Health & Medical Neurological Conditions

Cladribine Tablets: A New Short-Course Annual Treatment for Relapsing MS

Cladribine Tablets: A New Short-Course Annual Treatment for Relapsing MS

Abstract and Introduction

Abstract


Cladribine, a synthetic deoxyadenosine analog, is an oral immunomodulatory agent that produces targeted, sustained reduction of T and B lymphocytes. This mechanism of action provides the rationale for use in relapsing–remitting multiple sclerosis (MS) in a short-course annual dosing regimen. Based on the results of a pivotal Phase III study, therapy with cladribine tablets has the potential to become a licensed oral disease-modifying medication for relapsing forms of MS. This article will review the key points regarding MS and its pathogenesis, and discuss current unmet treatment needs. In particular the review provides an overview of emerging potential new oral MS therapies with a focus on the mechanism of action, chemistry, pharmacokinetics, pharmacodynamics, clinical efficacy and safety of cladribine tablets. Assessments and conclusions will include a speculative 5-year outlook.

Introduction


Multiple sclerosis (MS) is a chronic, immune-mediated disorder of the CNS, which is characterized by inflammation, demyelination, axonal degeneration and episodic neurological symptoms that frequently transform into progressive neurodegeneration. It is the most common cause of nontraumatic neurological disability in young adults.
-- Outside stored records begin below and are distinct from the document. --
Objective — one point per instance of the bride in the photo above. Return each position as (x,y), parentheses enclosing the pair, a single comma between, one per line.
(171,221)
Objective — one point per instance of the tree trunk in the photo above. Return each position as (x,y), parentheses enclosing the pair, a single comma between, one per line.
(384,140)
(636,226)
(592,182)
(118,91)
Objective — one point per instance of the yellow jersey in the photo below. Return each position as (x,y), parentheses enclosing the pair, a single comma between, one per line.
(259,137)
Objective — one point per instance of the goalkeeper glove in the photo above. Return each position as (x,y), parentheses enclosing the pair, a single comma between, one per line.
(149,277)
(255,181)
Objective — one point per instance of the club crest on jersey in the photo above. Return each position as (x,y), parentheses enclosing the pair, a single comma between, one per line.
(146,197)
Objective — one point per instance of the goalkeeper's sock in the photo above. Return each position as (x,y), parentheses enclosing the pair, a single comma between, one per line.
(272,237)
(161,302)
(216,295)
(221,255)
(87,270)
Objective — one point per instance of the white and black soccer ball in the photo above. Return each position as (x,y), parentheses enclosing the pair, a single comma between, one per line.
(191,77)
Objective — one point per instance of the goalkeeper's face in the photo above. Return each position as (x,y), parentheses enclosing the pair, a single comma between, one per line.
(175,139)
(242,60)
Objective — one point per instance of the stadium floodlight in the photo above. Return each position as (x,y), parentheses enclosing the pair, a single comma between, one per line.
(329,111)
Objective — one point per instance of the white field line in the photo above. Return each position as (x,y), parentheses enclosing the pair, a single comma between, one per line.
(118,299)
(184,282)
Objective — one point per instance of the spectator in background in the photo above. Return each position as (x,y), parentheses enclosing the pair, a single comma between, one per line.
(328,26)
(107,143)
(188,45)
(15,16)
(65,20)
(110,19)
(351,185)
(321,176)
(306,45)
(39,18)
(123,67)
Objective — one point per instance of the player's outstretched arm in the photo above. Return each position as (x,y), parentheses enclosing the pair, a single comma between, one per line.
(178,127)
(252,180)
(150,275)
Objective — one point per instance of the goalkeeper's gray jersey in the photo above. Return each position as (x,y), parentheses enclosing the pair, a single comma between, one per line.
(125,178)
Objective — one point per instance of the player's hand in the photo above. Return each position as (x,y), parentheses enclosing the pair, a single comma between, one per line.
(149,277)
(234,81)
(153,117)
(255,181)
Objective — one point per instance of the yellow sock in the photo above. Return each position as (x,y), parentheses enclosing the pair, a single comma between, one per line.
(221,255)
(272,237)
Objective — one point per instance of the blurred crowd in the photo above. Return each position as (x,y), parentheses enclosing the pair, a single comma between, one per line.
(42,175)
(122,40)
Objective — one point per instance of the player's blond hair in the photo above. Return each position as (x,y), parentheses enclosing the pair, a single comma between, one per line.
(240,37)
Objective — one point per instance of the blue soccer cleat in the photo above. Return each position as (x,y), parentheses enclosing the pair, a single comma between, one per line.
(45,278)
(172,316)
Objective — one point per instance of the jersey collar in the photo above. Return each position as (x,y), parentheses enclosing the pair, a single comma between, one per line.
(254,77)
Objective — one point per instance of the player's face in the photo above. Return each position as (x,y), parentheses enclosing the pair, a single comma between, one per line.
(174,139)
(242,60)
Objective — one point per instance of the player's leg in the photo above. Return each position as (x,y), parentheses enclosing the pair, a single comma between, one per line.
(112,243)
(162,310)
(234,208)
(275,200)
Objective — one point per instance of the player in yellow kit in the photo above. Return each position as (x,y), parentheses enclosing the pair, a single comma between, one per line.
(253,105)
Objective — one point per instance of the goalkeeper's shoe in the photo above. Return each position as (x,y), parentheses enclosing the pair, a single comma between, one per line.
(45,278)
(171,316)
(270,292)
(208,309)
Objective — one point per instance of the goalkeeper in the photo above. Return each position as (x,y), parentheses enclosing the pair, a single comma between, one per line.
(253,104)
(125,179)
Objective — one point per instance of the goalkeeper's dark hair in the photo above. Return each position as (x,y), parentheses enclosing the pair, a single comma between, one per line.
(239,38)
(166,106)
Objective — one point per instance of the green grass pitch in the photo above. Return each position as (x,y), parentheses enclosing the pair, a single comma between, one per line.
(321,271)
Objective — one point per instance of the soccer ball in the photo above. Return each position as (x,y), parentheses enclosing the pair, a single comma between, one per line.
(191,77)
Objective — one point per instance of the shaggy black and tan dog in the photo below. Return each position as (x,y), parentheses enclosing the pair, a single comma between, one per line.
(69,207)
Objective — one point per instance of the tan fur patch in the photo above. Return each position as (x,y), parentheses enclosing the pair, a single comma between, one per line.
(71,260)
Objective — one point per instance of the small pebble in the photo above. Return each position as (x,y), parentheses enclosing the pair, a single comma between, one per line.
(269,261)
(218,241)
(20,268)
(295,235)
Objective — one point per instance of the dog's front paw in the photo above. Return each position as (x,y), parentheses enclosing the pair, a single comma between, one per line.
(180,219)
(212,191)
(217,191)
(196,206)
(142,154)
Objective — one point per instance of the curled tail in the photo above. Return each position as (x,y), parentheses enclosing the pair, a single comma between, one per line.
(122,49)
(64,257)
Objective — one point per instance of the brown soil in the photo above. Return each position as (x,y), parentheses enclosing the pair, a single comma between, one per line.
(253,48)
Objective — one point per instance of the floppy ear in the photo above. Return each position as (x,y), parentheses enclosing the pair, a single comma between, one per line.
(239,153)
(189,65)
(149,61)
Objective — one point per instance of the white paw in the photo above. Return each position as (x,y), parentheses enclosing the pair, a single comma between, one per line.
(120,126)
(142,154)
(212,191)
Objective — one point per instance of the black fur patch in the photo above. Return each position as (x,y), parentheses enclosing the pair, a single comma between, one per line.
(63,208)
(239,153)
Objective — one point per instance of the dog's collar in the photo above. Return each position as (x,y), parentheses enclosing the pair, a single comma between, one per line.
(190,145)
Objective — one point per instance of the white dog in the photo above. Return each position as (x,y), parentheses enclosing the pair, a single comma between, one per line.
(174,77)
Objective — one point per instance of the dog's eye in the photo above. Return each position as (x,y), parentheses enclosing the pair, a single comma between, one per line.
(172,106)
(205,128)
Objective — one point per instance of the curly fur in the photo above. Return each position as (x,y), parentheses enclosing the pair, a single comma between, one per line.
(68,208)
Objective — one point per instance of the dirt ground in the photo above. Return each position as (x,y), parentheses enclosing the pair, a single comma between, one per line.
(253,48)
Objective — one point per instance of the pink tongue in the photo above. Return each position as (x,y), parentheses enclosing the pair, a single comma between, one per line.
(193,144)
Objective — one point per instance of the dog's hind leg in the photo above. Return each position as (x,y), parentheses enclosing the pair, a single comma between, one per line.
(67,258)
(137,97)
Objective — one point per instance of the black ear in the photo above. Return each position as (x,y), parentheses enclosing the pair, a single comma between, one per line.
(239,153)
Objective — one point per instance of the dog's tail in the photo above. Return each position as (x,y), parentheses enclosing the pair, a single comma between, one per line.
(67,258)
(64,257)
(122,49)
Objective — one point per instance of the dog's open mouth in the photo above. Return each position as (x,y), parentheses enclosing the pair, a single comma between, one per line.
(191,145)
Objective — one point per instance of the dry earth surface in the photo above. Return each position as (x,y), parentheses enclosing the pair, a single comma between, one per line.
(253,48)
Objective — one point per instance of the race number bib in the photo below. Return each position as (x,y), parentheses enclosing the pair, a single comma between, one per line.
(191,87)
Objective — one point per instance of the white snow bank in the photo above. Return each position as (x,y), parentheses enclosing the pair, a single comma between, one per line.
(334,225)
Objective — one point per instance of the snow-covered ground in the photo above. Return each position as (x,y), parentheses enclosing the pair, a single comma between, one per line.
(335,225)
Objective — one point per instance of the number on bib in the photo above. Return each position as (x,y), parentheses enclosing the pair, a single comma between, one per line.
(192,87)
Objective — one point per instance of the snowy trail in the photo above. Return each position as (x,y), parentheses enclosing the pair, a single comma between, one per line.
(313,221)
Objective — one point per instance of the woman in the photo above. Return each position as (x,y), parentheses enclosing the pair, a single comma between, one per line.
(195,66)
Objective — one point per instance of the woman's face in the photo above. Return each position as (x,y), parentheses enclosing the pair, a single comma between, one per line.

Research from a number of groups has shown that MS lesions on brain magnetic resonance imaging (MRI) may be present in patients before the first symptoms emerge, but once diagnosed, long-term treatment is essential to stabilize the patient's condition, prevent breakthrough disease and delay the onset or progression of disability over its subsequent life-long course.

Multiple sclerosis is associated with dynamic, unpredictable episodes of exacerbation with inflammatory demyelination that result in plaque-like lesions visualized by MRI of the CNS that may correlate relatively poorly with clinical attacks, and variable degrees of transient, persistent or progressive neurodegeneration. The heterogeneous nature of MS contributes to difficulties in predicting the outcome of treatment for a significant number of patients, and is also reflected in variable responsiveness between individuals to MS treatments. This may account for the observation that currently available disease-modifying drugs (DMDs) are not completely effective in all patients. For example, the proportion of relapsing–remitting MS (RRMS) patients not adequately responding to disease-modifying therapy has been reported to range from 7 to 49%, depending on the criteria used; and methods to define incomplete responses or breakthrough MS disease have recently been evaluated. Therefore, there is a significant unmet need for additional MS therapies, with improved efficacy and novel mechanisms of action, suitable for treatment both in early and later stages of the disease.

The increased understanding and appreciation of the role of inflammation in the development of early MS has led to improved diagnostic criteria and increased early intervention with DMDs, which target immune processes. T and B lymphocytes are both thought to play an important role in the complex immunopathology of MS, including the production of inflammatory cytokines and antibodies directed against CNS components. The influx of activated, myelin autoreactive T cells into the CNS is a critical step in an acute inflammatory demyelinating response that gives rise to symptoms and clinical relapses in MS. Both CD4 and CD8 T cells are present in MS lesions, and several histopathologic subtypes of MS. CD4 T cells play a key role in the regulation of the events associated with the inflammatory cascade, while CD8 cells are involved in the destruction of target cells expressing specific antigens. In addition, activated myelin autoreactive T cells have been shown in the blood and cerebrospinal fluid of MS patients, while only nonactivated autoreactive cells have been detected in 'healthy' individuals. There is mounting evidence to suggest that B cells are also implicated in the inflammatory response and development of demyelinating lesions in MS. High numbers of chronically activated B cells and unique oligoclonal immunoglobulin G bands are present in the cerebrospinal fluid of patients with MS, correlating with the rate of disease progression. B cells may facilitate the pathogenesis of MS through the production of autoreactive antibodies, and through antigen-presenting and cytokine-secreting roles, leading to abnormal T-cell and macrophage activation, thereby perpetuating CNS inflammation, demyelination and neurodegeneration.

Given the significant involvement of lymphocytes in the pathogenesis of MS, the targeted reduction of T- and B-cell populations represents a novel strategy to reduce and control MS activity. The actions of some of the agents currently in development are directed at these core components of MS immunopathology. Here, the data are reviewed for cladribine, an immunomodulatory therapy with preferential lymphocyte-reducing activity, recently developed in tablet form for a short-course, annual oral dosing regimen in patients with MS.